As for calling for an end to “identity politics”:
After the election, some people called for an end to “identity politics” that promotes niche cultural issues over economic policy. But any reasonable working-class platform requires the advancement of policies that may disproportionately help non-whites. For example, hundreds of thousands of black men stay out of the labor force after being released from prison sentences for non-violent crimes. For them and their families, criminal justice reform is essential economic reform, even if poor whites see it as a distraction from that “real” issues that bedevil the working class, like trade policy.
The people who wield the term “identity politics” like a weapon against women, people of color, the LGBTQ community, and other groups are heavily invested in the belief that class struggle is the only issue and that addressing that issue solves everything else. There are several dead middle-class people of color (like Sandra Bland) who would beg to differ on that subject. As would living black millionaires like John Henson, who was unable to do something as simple as shop in a local jewelry store without having the cops called on him. The whole reason the Southern Strategy has worked so well for the Republicans over the past half-century is because most whites put their own identity — their cultural, religious and ethnic values — over class and economic status.

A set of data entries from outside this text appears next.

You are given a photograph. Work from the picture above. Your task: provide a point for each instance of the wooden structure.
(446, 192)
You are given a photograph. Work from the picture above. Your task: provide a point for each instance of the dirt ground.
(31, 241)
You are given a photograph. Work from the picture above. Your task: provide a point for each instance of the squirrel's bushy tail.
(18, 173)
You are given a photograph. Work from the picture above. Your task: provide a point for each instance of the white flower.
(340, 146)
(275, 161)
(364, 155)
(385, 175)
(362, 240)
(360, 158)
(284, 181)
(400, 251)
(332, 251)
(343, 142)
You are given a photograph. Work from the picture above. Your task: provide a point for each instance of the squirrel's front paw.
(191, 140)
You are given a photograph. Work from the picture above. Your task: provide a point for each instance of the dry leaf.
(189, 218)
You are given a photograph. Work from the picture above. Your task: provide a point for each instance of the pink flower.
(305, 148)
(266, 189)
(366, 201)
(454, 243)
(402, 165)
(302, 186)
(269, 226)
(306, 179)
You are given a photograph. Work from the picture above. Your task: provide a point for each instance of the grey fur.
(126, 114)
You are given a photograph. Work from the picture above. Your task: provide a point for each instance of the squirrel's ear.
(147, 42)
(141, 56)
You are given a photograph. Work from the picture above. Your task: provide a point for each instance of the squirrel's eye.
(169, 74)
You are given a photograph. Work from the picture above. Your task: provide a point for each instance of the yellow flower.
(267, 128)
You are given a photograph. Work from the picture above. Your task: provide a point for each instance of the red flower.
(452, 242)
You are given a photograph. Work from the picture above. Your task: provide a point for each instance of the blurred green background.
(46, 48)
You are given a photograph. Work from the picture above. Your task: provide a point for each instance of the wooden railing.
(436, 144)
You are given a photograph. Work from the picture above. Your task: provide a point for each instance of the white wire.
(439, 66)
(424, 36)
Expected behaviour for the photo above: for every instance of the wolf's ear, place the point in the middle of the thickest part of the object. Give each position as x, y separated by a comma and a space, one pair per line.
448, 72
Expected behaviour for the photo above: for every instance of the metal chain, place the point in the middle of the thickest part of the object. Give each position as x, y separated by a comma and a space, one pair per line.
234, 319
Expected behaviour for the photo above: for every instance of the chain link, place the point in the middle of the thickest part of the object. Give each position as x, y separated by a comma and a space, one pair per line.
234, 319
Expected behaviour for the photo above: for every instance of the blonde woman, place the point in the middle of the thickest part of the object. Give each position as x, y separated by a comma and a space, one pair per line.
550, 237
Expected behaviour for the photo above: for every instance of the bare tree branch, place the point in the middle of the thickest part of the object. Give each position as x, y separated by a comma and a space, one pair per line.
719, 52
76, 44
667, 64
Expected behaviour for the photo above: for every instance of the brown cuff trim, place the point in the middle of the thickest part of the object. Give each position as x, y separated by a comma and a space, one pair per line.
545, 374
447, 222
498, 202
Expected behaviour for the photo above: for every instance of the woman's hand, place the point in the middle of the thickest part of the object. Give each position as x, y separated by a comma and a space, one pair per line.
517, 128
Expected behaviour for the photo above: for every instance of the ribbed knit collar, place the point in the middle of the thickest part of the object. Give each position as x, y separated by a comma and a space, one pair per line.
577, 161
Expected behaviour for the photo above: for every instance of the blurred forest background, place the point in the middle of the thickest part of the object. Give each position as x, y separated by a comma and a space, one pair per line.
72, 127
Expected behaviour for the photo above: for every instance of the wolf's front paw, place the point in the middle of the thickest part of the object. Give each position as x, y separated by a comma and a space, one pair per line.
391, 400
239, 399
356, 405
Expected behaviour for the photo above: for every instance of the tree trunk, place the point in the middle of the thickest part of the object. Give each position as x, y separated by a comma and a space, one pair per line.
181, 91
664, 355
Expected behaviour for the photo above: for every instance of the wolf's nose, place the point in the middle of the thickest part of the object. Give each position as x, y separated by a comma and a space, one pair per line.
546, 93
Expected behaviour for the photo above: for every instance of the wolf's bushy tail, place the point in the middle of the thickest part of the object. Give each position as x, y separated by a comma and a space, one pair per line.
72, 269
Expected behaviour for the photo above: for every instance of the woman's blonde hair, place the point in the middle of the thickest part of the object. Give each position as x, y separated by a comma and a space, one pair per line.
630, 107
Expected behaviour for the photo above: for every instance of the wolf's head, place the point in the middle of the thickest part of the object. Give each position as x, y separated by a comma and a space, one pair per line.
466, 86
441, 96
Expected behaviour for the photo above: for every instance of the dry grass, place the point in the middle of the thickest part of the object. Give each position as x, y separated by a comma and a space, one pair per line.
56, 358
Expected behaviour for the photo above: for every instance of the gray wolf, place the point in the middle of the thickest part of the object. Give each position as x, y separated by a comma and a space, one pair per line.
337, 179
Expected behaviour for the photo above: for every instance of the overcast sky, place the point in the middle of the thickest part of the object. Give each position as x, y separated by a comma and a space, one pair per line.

So in conclusion and in the interests of setting the record straight: Hillary Clinton did indeed talk about the working class. She did more than talk — she provided actionable plans. The nonwhite part liked what she had to say. The white part did not.
And that tells the tale.
UPDATE, 1:24 pm Pacific: In response to a comment below, here’s why I mentioned Bernie Sanders — he’s one of the people most vigorously promoting this falsehood about Hillary:
“I come from the white working class,” Bernie Sanders said on CBS This Morning, “and I am deeply humiliated that the Democratic Party cannot talk to where I came from.”
The Democratic Party did, Bernie. As has already been shown.